My Beloved, Whom I Desire to Kill - 314
On the battlefield, trusting your allies can cost you your life.
They had trusted the report that all enemy troops inside the dam had been neutralized. Yet, while descending to the sluice gate control room, a soldier disguised as an ally burst out from below and unleashed a rifle burst.
The narrow staircase, where the only cover was the body of a fallen comrade and ricocheting bullets flew from all directions, was nothing less than a slide into hell.
It was a deadly slope for the enemy, too. As the soldier in the lead was riddled with bullets and tumbled down, Edwin dropped to the floor, hunkered down behind the next man, and drew the pistol from his waist. He cursed the search party under his breath for creating a situation where they had to use their weapons at all.
BANG!
The pistol’s crack coincided with the cessation of the rifle’s barrage. Hearing the body of the single-shot enemy soldier slide and crash down the steps, Edwin was grateful.
Grateful that luck was still on his side.
A bullet must have flown at his head right then. The mark that had deflected death was now a deep dent in the helmet.
So this is what it feels like.
He understood the feelings of those who cherished and boasted about a coin or a Bible that had been pierced by a bullet. Edwin stroked the helmet that had saved his life, as if to praise it.

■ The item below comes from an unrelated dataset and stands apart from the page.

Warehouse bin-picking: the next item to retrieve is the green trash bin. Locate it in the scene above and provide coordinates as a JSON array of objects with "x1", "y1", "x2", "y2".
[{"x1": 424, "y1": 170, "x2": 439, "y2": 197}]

He then smiled fondly, a surge of affection washing over him because this rough, unstylish military cap brought to mind the most beautiful person in the world.
He raised his head. The sight of the soldiers sprawled out in exhaustion on both sides of the long, curving tunnel, intermittently lit by bare bulbs, was familiar. Perhaps it was the place itself that made him think of Giselle.
A faded siren blared, retrieved from Edwin’s distant memory.
During his first war, he had been assigned to capture and defend this very dam. It was during his stay here that the event occurred.
Late one night, when everyone but the sentries was asleep, the air raid siren went off from the dam’s watchtower. As Edwin snapped awake and rose from his cot, he heard a little girl’s crying from the next room—she had woken up, too.
Ever since he had taught her what the siren meant, Giselle would immediately burst into tears out of sheer terror whenever the alarm sounded.
Edwin swiftly dressed and gathered his necessary items before stepping into the corridor. From the wide-open building exit, the chaotic clamor of the siren, the shouts of the anti-aircraft gunners, and the thudding of running boots poured in.
—Everyone evacuate to the dam immediately!
After giving the order to his subordinates to move out, he entered the adjacent room, which was opposite the escape route.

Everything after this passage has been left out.